Second Life está de vuelta para una tercera vida, esta vez en realidad virtual

Linden Lab, la compañía detrás del mundo virtual Second Life, está lanzando una plataforma de realidad virtual llamada Sansar este año que anima a los usuarios a interactuar con otros y construir sus propias experiencias también.





En teoría, puedes hacer lo que quieras en la realidad virtual, y mi guía turístico de realidad virtual y yo nos lo estamos tomando en serio: estamos vestidos como extraterrestres (él es rojo; yo soy verde), parados en la popa de un barco flotante mirando en hermosas islas diminutas que levitan en la distancia y un sereno jardín debajo de nosotros.

¿Dónde más podemos ir? Las posibilidades son ilimitadas, en cierto sentido, porque también podríamos construir un nuevo espacio virtual para pasar el rato si lo que queremos no existe.

Estamos en el mundo naciente de Sansar , que sale para los auriculares Oculus Rift y HTC Vive y, de forma menos inmersiva, para PC, a finales de este año. Es la última oferta de Laboratorio de tilo , la compañía detrás del mundo virtual Second Life, que se lanzó en 2003 y finalmente creció hasta un millón de usuarios mensuales, pero desde entonces ha disminuido a unos 800.000.



La realidad virtual para el consumidor aún está en pañales: se enviaron más de dos millones de auriculares en todo el mundo en 2016, según una estimación del investigador de mercado Canalys. Eso es diminuto en comparación con los varios cientos de millones de teléfonos inteligentes que se envían cada trimestre, y todavía estamos averiguando qué diablos hacer con la realidad virtual. Socializar puede terminar siendo una aplicación excelente para la realidad virtual (después de todo, fue una razón clave por la que Facebook desembolsó $ 3 mil millones para el fabricante de auriculares Oculus), pero al igual que los auriculares que impulsan la tecnología en sí, todavía es pronto, con solo algunas maneras de conectarse con otros.

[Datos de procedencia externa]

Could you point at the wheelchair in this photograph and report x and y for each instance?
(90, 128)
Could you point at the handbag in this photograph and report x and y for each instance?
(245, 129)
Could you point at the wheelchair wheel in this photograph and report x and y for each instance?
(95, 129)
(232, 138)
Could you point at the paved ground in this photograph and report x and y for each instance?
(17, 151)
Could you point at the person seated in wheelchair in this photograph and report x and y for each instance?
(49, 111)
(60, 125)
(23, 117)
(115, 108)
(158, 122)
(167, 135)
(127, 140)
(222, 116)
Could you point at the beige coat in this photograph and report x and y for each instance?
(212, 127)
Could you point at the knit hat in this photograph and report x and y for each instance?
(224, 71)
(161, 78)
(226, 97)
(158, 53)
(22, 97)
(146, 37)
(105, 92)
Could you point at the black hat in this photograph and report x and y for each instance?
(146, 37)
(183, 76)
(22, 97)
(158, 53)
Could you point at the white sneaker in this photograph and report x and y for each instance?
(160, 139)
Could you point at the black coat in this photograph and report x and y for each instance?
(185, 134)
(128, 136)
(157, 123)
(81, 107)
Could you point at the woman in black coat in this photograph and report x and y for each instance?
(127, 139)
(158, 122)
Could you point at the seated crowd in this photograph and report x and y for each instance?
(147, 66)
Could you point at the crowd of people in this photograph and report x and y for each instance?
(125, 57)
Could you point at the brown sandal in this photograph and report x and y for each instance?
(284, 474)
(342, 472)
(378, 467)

Ahí es donde Linden Lab busca sacar provecho de Sansar, que ha estado en desarrollo durante unos cuatro años. Está tratando de resolver algunos de los grandes problemas que plagaron a Second Life durante años, como que la mayoría de los usuarios ingresan por lo que es esencialmente una puerta principal y tienen dificultades para encontrar cosas que hacer una vez que ingresan. CEO de Linden Lab, Ebbe Altberg dice que la gama de experiencias de realidad virtual de Sansar será menos como diferentes partes de un solo mundo y más como la Web, con sitios individuales a los que puede navegar directamente; en las demostraciones que probé, navegué a través de un atlas que muestra una imagen en miniatura en la que se puede hacer clic de cada destino junto con su nombre.

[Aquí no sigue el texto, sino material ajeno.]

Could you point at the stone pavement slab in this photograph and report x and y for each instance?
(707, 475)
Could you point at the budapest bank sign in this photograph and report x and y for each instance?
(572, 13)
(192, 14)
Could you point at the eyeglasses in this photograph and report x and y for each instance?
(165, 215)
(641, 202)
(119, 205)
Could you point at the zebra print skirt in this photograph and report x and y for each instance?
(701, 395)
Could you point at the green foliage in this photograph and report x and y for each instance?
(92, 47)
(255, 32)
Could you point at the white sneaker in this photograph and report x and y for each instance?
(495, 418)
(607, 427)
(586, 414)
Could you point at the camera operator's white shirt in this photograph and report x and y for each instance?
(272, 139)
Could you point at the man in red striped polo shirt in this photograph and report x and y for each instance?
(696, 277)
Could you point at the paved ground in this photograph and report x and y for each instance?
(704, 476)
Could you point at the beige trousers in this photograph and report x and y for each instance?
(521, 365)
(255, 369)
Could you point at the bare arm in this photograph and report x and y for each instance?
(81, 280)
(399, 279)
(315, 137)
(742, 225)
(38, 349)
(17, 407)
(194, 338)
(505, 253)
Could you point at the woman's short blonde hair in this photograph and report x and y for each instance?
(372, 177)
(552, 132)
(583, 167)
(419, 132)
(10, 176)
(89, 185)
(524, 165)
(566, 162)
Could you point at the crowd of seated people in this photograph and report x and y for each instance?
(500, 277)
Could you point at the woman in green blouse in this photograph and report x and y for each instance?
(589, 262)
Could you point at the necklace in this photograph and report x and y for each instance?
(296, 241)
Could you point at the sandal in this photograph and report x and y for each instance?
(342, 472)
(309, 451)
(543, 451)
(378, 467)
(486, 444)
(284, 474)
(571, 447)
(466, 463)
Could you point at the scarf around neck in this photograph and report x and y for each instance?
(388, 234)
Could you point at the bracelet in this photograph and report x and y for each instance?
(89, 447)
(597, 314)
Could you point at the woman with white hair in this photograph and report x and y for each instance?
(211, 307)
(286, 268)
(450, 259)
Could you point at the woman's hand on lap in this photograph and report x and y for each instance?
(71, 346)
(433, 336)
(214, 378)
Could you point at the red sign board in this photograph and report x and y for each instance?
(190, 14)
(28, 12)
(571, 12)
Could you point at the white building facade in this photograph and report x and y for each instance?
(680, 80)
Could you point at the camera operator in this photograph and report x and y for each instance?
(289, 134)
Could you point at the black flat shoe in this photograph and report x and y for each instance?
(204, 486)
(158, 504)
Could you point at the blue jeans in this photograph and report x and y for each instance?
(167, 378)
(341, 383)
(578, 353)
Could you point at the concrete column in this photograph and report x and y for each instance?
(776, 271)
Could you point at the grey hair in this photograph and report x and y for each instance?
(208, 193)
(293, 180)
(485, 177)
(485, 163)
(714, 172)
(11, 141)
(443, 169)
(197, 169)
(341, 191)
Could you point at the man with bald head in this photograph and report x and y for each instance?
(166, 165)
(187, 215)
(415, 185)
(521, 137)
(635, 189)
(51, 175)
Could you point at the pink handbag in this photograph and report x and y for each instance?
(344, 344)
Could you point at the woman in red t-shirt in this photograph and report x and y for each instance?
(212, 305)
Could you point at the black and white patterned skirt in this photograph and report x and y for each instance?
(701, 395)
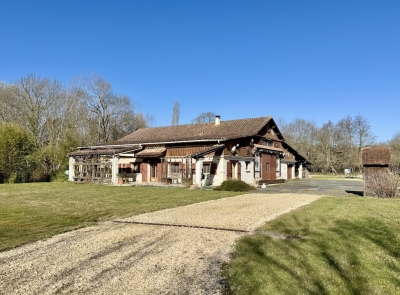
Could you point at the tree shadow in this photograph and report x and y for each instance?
(357, 193)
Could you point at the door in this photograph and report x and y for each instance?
(268, 167)
(153, 171)
(290, 169)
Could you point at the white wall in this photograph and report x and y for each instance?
(284, 171)
(71, 173)
(247, 175)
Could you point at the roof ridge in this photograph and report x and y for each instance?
(209, 123)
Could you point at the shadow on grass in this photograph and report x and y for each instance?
(348, 257)
(357, 193)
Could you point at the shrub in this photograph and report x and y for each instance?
(234, 185)
(382, 185)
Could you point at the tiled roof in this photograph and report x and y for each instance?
(104, 151)
(264, 147)
(198, 132)
(151, 153)
(375, 155)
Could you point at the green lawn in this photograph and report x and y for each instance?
(347, 246)
(34, 211)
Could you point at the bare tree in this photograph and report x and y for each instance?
(175, 114)
(204, 118)
(104, 108)
(394, 144)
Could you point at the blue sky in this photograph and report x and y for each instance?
(315, 60)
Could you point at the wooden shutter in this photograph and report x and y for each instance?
(229, 170)
(213, 168)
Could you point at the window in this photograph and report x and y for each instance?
(135, 167)
(175, 168)
(207, 168)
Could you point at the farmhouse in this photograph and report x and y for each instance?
(253, 150)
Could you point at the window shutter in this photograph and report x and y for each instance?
(159, 171)
(143, 171)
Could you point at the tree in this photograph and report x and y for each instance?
(204, 118)
(104, 108)
(175, 114)
(34, 102)
(302, 135)
(16, 149)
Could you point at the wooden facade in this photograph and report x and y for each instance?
(252, 150)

Las experiencias de realidad virtual en Sansar van desde explorar una antigua tumba egipcia hasta lanzar autos y edificios de juguete de gran tamaño.

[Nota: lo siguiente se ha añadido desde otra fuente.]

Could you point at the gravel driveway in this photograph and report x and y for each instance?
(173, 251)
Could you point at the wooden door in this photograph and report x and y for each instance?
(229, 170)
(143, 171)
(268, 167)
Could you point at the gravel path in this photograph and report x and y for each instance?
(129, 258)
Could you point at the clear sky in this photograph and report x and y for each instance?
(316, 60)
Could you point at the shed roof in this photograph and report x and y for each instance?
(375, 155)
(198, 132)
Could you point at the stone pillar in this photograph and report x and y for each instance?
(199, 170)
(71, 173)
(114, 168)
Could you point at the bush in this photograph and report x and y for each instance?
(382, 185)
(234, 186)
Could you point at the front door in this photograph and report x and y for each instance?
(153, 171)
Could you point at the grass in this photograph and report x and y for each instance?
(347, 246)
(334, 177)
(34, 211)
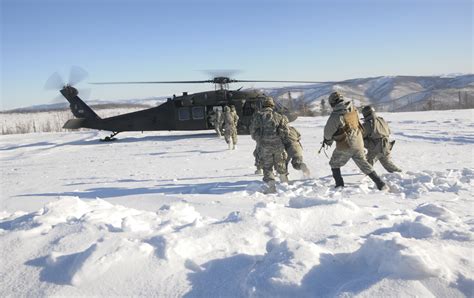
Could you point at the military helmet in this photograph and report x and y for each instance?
(268, 102)
(335, 98)
(368, 111)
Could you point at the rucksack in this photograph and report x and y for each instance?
(270, 122)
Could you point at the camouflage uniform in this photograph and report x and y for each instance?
(218, 122)
(343, 126)
(294, 150)
(230, 127)
(376, 134)
(268, 126)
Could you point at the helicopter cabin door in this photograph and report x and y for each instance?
(191, 118)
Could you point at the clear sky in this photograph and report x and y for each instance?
(120, 40)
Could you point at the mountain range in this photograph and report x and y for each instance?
(386, 93)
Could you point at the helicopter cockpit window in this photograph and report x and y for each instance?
(198, 113)
(183, 114)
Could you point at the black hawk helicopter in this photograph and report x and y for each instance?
(183, 112)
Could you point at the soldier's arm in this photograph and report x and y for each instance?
(333, 124)
(254, 128)
(366, 130)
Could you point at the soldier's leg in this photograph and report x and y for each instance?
(367, 169)
(267, 163)
(296, 162)
(338, 159)
(371, 157)
(234, 137)
(258, 164)
(387, 163)
(279, 159)
(359, 158)
(218, 131)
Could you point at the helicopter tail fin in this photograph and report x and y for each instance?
(78, 107)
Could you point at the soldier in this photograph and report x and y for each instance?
(230, 127)
(343, 126)
(295, 151)
(218, 121)
(376, 134)
(268, 126)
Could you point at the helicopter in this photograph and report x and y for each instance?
(183, 112)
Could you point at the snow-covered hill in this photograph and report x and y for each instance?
(176, 214)
(395, 93)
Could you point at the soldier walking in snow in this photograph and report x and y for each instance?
(268, 126)
(292, 142)
(343, 126)
(218, 121)
(376, 140)
(230, 127)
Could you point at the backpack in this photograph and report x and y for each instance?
(270, 123)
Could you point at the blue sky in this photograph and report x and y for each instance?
(176, 40)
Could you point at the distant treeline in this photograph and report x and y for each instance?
(94, 107)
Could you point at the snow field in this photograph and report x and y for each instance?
(104, 225)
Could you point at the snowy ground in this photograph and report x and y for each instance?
(176, 214)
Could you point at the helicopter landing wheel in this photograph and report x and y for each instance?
(111, 137)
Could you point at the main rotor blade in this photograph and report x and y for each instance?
(77, 75)
(227, 73)
(153, 82)
(272, 81)
(54, 82)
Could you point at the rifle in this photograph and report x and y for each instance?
(322, 147)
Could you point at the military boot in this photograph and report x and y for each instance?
(284, 178)
(378, 182)
(271, 187)
(336, 174)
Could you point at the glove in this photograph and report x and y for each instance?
(327, 142)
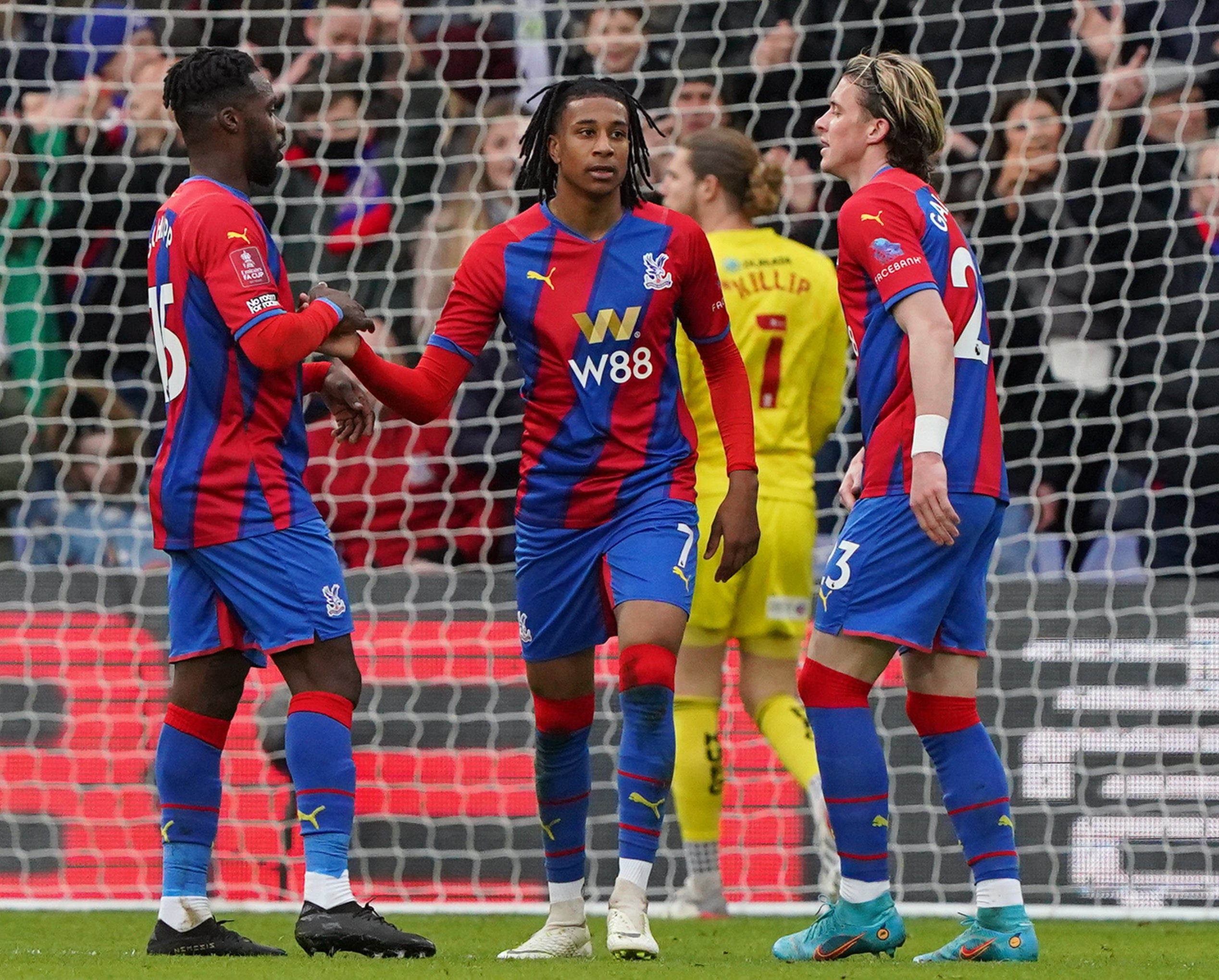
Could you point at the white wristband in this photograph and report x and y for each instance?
(929, 434)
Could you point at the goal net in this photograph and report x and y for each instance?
(1091, 201)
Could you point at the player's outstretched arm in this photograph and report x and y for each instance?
(285, 340)
(933, 366)
(737, 521)
(737, 524)
(852, 482)
(420, 394)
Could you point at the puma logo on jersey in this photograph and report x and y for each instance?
(310, 818)
(542, 278)
(655, 807)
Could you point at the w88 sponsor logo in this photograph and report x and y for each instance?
(622, 367)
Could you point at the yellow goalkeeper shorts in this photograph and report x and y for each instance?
(767, 605)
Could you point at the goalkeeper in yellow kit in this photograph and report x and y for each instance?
(788, 323)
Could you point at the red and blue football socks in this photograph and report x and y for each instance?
(563, 781)
(645, 756)
(855, 777)
(976, 790)
(188, 779)
(319, 753)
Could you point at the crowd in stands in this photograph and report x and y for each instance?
(1084, 164)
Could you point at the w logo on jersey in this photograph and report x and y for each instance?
(608, 321)
(655, 277)
(335, 604)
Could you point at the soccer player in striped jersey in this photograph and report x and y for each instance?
(254, 572)
(592, 283)
(788, 323)
(926, 497)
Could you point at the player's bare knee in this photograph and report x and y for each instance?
(762, 678)
(950, 674)
(563, 678)
(700, 672)
(323, 666)
(210, 685)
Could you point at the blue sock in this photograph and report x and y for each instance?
(319, 750)
(855, 777)
(563, 781)
(188, 781)
(645, 768)
(976, 790)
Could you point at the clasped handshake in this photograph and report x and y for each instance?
(348, 401)
(342, 340)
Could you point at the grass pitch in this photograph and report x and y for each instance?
(97, 945)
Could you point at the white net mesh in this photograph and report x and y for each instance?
(1093, 210)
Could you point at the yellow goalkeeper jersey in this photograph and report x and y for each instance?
(788, 323)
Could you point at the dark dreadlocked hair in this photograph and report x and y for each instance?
(205, 81)
(539, 171)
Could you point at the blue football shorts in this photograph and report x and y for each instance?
(570, 581)
(889, 581)
(260, 595)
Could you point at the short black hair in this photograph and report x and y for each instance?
(539, 171)
(205, 81)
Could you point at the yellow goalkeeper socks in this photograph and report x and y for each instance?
(783, 722)
(699, 773)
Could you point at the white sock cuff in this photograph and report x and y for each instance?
(327, 892)
(565, 892)
(185, 912)
(856, 892)
(637, 872)
(999, 893)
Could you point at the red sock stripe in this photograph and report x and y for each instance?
(979, 806)
(939, 715)
(824, 688)
(561, 803)
(563, 717)
(992, 854)
(565, 854)
(647, 663)
(188, 806)
(323, 703)
(211, 731)
(647, 779)
(860, 799)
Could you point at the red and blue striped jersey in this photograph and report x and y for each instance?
(235, 449)
(896, 238)
(595, 331)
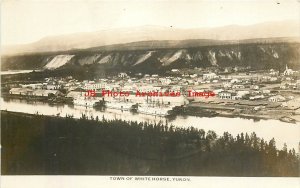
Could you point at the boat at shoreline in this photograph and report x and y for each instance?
(87, 102)
(119, 105)
(155, 110)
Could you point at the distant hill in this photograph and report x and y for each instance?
(154, 37)
(146, 58)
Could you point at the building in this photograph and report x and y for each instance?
(209, 76)
(288, 71)
(20, 91)
(225, 95)
(277, 98)
(46, 93)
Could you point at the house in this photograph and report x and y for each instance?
(52, 87)
(225, 95)
(75, 94)
(256, 97)
(209, 76)
(238, 87)
(122, 75)
(46, 93)
(33, 86)
(277, 98)
(287, 71)
(20, 91)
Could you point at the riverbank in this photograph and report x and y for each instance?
(247, 111)
(200, 109)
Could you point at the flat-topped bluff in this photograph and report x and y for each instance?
(130, 58)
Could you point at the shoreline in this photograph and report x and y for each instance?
(193, 109)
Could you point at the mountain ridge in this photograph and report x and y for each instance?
(98, 39)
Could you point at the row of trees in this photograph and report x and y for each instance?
(36, 144)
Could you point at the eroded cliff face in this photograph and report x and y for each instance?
(258, 56)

Sansar también tendrá un modelo comercial diferente al de Second Life, que se basa principalmente en las tarifas mensuales del arrendamiento de parcelas de tierra virtual. (Cada pedazo de tierra de 256 metros cuadrados cuesta $295 por mes. Eso no es propiedad casual allí, admite Altberg.) Esa tierra será mucho más barata en Sansar, dice Altberg (aunque no dice exactamente cuánto) y Linden Lab se concentrará más en ganar dinero vendiendo objetos virtuales como ropa para avatares y muebles.

Hasta ahora, Linden Lab y un grupo de personas solo por invitación han estado creando una variedad de experiencias diferentes para la plataforma; la esperanza es que la gente venga a trabajar y jugar juntos, ayudando a que Sansar sea más grande de lo que podría ser si Linden Lab lo construyera solo.

Tienes que dejar que los usuarios creen las cosas, porque hay demasiadas culturas, estilos, sabores, deseos y necesidades. Es demasiado, dice Altberg.



Pero es casi seguro que esas experiencias serán de calidad variable. Los lugares que vi que fueron construidos por Linden Lab se ven mejor y tienen menos errores que dos que están siendo construidos por los usuarios.

John Artz, profesor asociado de la Universidad George Washington que pasó varios años impartiendo una clase sobre el uso de Second Life para aplicaciones comerciales, puede imaginar posibles usos para Sansar como aulas virtuales para el aprendizaje en línea. Pero él cree que Sansar seguirá sufriendo el mismo problema fundamental que persigue a Second Life: aunque la tecnología detrás de él es buena, dice, se volvió aburrido después de un tiempo.

Con Sansar, dice, soy escéptico de que puedan convertir una tecnología increíble en una aplicación útil.